I learned some valuable lessons from this:
- You cannot control how other people read what you write online. I had not peppered my literary blog with hidden clues for Martin to follow. That was his mental illness talking. I was not responsible for how he chose to interpret my posts.
- It is very, very hard to stay anonymous online and there are many ways of finding out your identity. Martin got my name from somewhere (probably from looking up who registered my blog domain) and managed to track my address very quickly. He also had access to my financial records thanks to his job, so he could find out where I did my grocery shopping and where I liked to hang out. People also talk: my neighbours let private things slip to a guy who seemed nice and harmless. Things like the fact that I was single and that I was living on my own.
- Document everything. I let some of our early interaction slip through my fingers which I regret as I may have been able to stop him sooner.
And then I decided to take ownership of my identity. I began using my real name and posting photos of my face.
I had spent years trying to lock down information about myself online and had convinced myself I was keeping myself safe that way. In actual fact, the only real way to stay safe is to step out there and say "Hi, I'm Karie Westermann and this is what I look like." There is freedom and power in that statement: it is my identity and (unlike anonymity) nobody can take that away from me.
Furthermore, when I hadn't shown my face on my blog and Martin still recognised me, it was very scary and I felt utterly powerless. He knew what I looked like despite all my efforts. Nowadays I have my face splayed all over the internet and it's my choice. Occasionally I get recognised by someone who's knitted one of my patterns or who follow me on Twitter - and I am totally cool with that.

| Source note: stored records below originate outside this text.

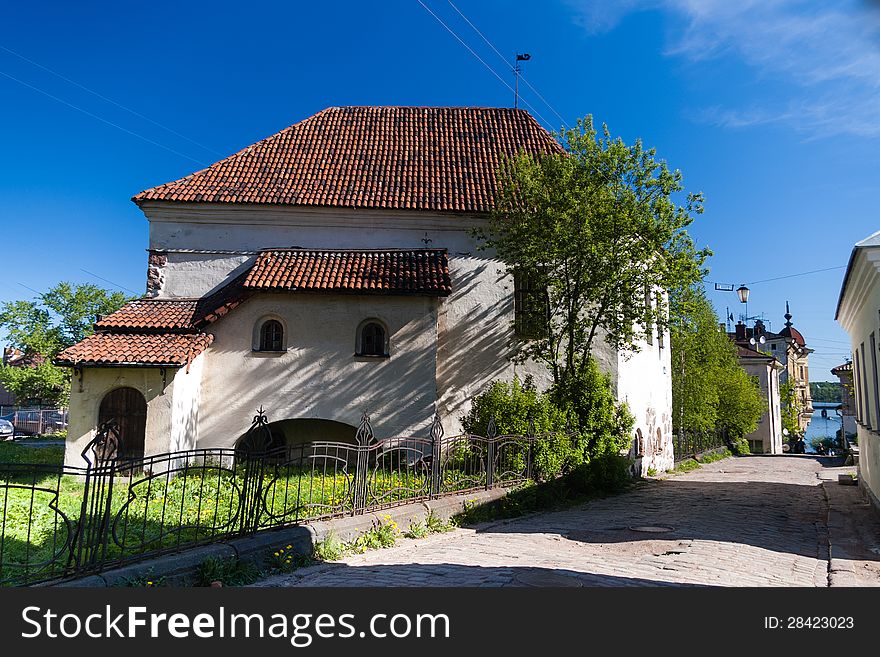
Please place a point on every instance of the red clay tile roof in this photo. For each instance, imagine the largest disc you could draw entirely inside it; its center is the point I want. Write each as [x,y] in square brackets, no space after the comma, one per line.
[746,352]
[393,271]
[794,334]
[176,315]
[415,158]
[132,349]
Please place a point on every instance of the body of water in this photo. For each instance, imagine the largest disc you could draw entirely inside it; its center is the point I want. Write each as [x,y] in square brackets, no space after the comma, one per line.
[822,426]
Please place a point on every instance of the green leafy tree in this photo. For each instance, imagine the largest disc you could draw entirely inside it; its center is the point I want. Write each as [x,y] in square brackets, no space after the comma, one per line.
[826,391]
[709,389]
[740,404]
[791,408]
[598,227]
[699,349]
[44,327]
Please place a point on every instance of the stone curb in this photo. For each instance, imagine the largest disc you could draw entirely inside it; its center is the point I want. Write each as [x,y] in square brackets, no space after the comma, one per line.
[180,567]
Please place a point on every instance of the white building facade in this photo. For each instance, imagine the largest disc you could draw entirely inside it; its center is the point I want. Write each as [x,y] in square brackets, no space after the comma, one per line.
[328,271]
[858,311]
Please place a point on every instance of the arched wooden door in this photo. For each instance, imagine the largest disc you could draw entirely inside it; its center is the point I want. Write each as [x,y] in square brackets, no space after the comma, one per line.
[128,408]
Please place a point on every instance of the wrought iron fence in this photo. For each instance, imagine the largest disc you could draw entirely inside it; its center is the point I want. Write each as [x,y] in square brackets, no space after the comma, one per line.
[61,521]
[688,444]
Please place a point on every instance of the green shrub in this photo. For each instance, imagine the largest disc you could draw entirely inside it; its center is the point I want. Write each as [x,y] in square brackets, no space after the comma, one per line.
[603,425]
[711,457]
[230,571]
[285,559]
[687,465]
[576,422]
[512,405]
[740,447]
[331,548]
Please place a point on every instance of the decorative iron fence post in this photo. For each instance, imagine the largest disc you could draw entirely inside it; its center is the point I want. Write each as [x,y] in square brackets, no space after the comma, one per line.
[436,441]
[490,453]
[258,439]
[530,438]
[89,545]
[364,438]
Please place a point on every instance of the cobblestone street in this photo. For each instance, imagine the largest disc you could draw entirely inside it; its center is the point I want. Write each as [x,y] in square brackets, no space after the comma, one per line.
[754,521]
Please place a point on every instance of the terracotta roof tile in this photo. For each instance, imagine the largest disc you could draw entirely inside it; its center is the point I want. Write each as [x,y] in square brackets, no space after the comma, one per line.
[134,349]
[415,158]
[151,314]
[175,315]
[393,271]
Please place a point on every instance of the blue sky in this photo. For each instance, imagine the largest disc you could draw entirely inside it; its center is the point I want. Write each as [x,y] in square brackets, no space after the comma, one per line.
[769,108]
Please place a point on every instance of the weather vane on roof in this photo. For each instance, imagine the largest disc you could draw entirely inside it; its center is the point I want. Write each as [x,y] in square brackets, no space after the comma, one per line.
[516,71]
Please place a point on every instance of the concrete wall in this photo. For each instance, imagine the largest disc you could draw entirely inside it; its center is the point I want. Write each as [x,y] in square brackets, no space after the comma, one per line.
[645,384]
[858,316]
[769,431]
[318,375]
[186,400]
[474,334]
[443,351]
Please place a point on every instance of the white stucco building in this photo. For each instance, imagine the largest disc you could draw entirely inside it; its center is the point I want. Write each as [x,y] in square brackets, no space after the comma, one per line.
[326,271]
[767,438]
[857,312]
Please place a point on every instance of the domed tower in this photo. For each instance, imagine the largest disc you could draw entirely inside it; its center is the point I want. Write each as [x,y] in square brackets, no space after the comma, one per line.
[797,368]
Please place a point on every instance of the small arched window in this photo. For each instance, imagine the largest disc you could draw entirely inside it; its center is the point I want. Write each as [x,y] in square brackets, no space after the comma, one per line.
[372,340]
[271,336]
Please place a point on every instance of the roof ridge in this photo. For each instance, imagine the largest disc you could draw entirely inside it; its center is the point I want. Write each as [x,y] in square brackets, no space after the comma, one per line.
[305,249]
[400,157]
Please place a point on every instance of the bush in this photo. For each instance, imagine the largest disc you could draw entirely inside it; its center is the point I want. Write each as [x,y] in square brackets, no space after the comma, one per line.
[579,423]
[740,447]
[230,571]
[604,426]
[512,405]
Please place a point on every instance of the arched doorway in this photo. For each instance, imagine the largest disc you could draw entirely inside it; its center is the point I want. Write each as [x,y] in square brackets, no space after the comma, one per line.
[128,408]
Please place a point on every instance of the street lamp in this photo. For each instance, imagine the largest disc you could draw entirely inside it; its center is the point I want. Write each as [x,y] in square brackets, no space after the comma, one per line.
[743,293]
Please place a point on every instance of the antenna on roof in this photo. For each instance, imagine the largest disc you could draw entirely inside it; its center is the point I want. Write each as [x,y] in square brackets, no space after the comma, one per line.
[516,71]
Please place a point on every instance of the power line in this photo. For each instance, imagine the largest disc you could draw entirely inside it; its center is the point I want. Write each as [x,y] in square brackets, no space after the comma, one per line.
[482,61]
[814,271]
[101,119]
[497,52]
[109,100]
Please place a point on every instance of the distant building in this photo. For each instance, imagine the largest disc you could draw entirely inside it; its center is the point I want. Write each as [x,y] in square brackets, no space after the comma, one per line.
[848,406]
[329,270]
[857,313]
[13,357]
[767,438]
[790,349]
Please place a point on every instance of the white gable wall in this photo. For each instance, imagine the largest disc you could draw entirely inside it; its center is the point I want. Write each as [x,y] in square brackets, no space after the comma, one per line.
[318,375]
[468,337]
[645,384]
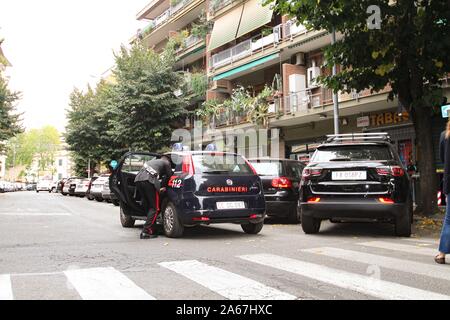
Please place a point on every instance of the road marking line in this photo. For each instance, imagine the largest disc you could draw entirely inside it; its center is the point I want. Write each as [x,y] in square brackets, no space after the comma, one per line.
[6,287]
[105,284]
[34,214]
[227,284]
[363,284]
[400,247]
[428,270]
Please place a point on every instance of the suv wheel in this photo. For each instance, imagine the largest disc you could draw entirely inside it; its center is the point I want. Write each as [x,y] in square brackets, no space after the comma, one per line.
[173,228]
[126,221]
[403,224]
[310,225]
[295,216]
[252,228]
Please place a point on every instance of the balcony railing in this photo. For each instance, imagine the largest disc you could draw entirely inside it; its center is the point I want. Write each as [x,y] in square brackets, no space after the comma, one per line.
[258,43]
[163,17]
[305,101]
[215,5]
[247,48]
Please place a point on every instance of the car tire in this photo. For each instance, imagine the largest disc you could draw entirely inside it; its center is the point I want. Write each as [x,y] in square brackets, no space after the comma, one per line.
[295,216]
[126,221]
[252,228]
[173,228]
[403,224]
[310,225]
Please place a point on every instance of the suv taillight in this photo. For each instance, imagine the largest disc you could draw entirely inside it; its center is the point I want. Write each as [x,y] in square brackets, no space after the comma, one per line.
[394,171]
[188,165]
[282,183]
[308,173]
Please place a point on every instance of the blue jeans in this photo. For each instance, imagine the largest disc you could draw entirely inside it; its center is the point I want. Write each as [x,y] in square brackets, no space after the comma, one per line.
[444,245]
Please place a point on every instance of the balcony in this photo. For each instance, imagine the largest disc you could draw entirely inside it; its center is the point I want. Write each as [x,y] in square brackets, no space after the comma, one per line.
[260,43]
[247,48]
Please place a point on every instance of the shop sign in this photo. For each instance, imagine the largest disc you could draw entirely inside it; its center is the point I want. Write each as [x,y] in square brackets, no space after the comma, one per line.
[388,118]
[362,122]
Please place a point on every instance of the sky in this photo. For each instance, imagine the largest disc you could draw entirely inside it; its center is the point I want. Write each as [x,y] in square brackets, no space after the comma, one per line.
[57,45]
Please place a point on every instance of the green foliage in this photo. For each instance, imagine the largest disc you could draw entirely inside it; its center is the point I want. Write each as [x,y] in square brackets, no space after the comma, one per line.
[199,84]
[136,112]
[9,118]
[40,144]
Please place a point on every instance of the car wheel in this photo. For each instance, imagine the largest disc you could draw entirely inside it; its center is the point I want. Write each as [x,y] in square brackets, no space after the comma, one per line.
[310,225]
[403,224]
[126,221]
[295,216]
[173,228]
[252,228]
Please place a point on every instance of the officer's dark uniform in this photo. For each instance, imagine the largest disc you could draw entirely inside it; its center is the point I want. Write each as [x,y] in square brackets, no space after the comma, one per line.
[147,182]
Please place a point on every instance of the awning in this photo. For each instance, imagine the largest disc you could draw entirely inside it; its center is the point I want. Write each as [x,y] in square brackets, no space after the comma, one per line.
[246,66]
[255,15]
[225,28]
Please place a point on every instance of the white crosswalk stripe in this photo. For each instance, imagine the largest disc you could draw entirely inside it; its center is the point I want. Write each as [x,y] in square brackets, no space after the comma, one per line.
[6,292]
[343,279]
[420,250]
[105,284]
[225,283]
[423,269]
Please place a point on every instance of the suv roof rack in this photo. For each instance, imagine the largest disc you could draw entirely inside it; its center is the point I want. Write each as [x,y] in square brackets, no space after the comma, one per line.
[375,136]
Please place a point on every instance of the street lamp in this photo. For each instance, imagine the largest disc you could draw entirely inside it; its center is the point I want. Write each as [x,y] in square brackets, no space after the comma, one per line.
[335,95]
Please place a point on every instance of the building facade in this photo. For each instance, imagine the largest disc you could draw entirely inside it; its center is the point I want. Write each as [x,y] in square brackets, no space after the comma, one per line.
[249,45]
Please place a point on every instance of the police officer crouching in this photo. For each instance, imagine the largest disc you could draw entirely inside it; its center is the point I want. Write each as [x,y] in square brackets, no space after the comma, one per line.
[147,182]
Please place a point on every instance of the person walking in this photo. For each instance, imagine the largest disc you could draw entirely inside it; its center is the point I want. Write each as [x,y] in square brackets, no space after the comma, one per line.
[444,152]
[149,187]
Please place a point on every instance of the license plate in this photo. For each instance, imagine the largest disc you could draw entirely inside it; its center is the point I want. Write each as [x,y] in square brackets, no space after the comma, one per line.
[230,205]
[349,175]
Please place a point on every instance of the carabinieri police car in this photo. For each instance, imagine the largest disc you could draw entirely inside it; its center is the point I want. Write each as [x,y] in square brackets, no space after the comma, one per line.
[206,187]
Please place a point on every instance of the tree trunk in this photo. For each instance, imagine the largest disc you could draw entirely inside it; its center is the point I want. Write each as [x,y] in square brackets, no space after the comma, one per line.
[427,202]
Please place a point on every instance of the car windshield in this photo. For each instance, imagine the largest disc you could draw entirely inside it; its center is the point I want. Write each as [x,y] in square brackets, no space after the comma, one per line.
[352,153]
[267,168]
[220,164]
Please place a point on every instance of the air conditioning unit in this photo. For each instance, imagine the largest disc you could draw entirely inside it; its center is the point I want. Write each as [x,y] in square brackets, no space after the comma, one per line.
[313,73]
[299,59]
[221,86]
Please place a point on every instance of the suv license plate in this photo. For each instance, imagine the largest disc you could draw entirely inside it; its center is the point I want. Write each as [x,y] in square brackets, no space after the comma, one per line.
[230,205]
[349,175]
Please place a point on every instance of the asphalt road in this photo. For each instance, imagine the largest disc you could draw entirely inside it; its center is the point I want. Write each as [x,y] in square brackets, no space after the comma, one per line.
[55,247]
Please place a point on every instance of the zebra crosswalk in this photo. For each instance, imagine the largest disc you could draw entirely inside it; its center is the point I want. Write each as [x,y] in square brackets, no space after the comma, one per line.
[230,279]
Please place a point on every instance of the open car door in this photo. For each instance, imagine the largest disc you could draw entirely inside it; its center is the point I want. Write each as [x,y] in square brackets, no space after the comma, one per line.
[121,181]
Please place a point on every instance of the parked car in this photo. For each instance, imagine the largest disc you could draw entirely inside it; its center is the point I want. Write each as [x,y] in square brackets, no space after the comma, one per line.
[356,177]
[70,185]
[82,187]
[206,188]
[281,181]
[44,185]
[96,189]
[108,195]
[60,185]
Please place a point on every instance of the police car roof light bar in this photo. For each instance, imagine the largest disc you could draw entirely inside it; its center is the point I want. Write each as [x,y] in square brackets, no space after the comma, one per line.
[370,136]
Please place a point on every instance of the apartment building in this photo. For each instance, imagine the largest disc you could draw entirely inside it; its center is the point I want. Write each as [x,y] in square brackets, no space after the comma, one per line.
[250,45]
[184,20]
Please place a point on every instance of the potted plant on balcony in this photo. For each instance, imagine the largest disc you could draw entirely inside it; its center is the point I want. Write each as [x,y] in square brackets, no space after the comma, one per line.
[259,109]
[240,103]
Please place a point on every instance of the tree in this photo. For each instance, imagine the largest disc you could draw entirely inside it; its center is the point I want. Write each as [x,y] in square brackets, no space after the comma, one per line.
[146,109]
[36,144]
[408,52]
[9,118]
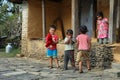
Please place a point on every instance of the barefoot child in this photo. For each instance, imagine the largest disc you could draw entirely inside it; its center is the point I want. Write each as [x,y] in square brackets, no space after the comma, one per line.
[83,44]
[51,45]
[69,50]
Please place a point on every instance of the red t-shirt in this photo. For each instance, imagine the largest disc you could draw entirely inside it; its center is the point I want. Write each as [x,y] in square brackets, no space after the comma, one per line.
[53,45]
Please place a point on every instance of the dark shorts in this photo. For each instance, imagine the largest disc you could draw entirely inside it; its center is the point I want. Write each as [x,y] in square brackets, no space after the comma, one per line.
[81,55]
[52,53]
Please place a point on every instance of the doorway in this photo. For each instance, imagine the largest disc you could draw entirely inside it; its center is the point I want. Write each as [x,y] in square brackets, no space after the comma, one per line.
[87,13]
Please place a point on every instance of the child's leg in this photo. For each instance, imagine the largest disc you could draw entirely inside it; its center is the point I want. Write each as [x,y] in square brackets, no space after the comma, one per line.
[66,59]
[57,63]
[51,62]
[100,41]
[71,57]
[105,40]
[55,57]
[80,66]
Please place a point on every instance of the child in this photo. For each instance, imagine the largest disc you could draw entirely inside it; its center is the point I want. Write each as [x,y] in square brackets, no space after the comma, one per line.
[69,50]
[51,44]
[102,28]
[83,44]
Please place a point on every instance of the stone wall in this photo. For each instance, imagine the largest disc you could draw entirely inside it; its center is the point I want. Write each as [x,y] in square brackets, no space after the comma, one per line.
[24,29]
[53,11]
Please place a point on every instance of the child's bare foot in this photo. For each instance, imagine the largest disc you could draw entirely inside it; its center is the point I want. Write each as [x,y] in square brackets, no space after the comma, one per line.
[50,67]
[81,71]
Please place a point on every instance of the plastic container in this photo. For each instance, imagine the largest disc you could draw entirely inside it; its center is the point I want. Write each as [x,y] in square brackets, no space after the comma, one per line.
[8,48]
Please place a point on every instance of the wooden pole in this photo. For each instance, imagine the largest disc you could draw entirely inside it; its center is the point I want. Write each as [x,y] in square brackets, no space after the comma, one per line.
[75,17]
[111,22]
[118,14]
[43,18]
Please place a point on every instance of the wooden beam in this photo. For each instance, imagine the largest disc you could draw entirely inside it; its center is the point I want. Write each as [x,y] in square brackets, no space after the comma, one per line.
[111,22]
[118,14]
[75,17]
[43,18]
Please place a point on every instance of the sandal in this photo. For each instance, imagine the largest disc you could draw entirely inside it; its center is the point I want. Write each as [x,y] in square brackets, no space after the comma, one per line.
[81,72]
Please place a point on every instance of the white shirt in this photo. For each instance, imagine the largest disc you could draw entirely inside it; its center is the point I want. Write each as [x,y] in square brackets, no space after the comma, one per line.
[68,46]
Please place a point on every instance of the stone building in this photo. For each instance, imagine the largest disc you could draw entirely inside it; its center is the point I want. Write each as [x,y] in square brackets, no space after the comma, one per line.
[38,15]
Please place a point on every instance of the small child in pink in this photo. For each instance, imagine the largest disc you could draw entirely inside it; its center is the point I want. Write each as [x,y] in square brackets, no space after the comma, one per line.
[83,44]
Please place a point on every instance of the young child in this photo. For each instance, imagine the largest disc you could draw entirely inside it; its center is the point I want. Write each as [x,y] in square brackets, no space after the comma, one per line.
[51,44]
[102,28]
[69,50]
[83,44]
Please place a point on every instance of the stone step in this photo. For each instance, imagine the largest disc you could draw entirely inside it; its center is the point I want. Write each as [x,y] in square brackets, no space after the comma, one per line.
[116,65]
[14,73]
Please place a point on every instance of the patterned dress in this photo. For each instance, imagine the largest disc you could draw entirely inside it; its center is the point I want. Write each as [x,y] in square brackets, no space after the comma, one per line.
[102,28]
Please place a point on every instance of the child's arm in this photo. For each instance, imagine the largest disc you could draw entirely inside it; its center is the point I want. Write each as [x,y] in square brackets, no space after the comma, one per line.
[67,41]
[89,42]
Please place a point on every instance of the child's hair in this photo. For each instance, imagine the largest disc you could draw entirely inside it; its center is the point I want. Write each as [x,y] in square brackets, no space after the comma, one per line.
[69,31]
[53,26]
[83,29]
[100,14]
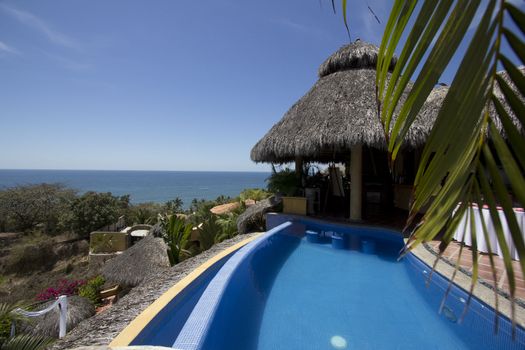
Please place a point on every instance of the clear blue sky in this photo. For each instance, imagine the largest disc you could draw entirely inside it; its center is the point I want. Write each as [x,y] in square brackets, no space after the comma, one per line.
[159,85]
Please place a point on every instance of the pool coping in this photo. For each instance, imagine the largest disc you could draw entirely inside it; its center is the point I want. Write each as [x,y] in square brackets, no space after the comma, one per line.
[464,281]
[192,336]
[133,329]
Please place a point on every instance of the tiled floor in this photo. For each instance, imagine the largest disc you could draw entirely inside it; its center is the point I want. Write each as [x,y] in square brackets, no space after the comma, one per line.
[484,268]
[396,219]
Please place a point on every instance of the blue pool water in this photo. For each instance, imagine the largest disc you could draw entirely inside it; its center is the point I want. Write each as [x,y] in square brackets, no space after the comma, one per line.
[283,292]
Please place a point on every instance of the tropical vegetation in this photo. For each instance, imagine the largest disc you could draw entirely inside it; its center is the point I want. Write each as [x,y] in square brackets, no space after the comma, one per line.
[477,141]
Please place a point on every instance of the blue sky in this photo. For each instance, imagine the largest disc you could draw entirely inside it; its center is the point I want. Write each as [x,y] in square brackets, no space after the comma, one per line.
[159,85]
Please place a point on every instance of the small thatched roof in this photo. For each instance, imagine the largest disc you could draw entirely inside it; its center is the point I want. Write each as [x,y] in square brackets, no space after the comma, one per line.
[338,112]
[78,309]
[131,267]
[224,208]
[356,55]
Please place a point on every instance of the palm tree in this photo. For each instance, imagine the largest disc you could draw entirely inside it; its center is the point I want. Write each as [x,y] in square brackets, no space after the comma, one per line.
[474,129]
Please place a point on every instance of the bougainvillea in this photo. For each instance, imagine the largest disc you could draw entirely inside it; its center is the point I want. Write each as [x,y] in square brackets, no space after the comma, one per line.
[64,287]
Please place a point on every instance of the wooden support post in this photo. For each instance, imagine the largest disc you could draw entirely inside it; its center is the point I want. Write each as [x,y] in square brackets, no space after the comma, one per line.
[356,184]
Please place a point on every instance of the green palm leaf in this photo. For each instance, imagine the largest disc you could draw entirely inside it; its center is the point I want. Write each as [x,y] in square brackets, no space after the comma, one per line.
[478,126]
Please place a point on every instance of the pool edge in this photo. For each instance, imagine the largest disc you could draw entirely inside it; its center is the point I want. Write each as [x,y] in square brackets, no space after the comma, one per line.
[133,329]
[464,281]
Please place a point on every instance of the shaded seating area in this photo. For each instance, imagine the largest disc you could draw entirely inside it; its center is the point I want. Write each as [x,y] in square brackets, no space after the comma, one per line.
[336,123]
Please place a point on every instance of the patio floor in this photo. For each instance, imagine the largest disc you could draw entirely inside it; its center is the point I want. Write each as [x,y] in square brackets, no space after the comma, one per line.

Being a craft professional actually means that I write a lot more about my life online than I ever anticipated. And that brings me to another point.
For me, there are three spheres: private, personal & public. I keep the private sphere to myself - everything else may be blogged.
I don't write about family or friends. That would be rude and intrusive. I write about some personal things - like the fact that David & I celebrated our 9th anniversary yesterday (and if you've kept an eye on the timeline - yes, Dave played a big part in helping me deal with my stalker) - but I sift through them carefully as personal details can quickly get self-indulgent. And then there's the public stuff like blogging about an event - where you should totally come say hello to me.
Interestingly the Martin story stayed off my blog for a very long time. I didn't think it relevant material, though I did write a few pieces about cyberstalking for magazines. It was too private a story for many years and has only just recently become a personal story that I occasionally allude to. And now I am finally writing about it under my own name on my own blog.
Anyway, the best way to stay safe online is to act like you would offline. Oh, and keep in mind that the Martins of this world are few & far between.
- Don't announce where you will be on your own.
- Don't overshare.
- Don't post anything you don't want the postman or your boss knowing.
- Respect other people's right to privacy
- If in doubt, don't do it/don't post it.
- What happens online can quickly spill into offline life.
- Don't forget you will always have an audience (even if you think you don't). Act responsibly.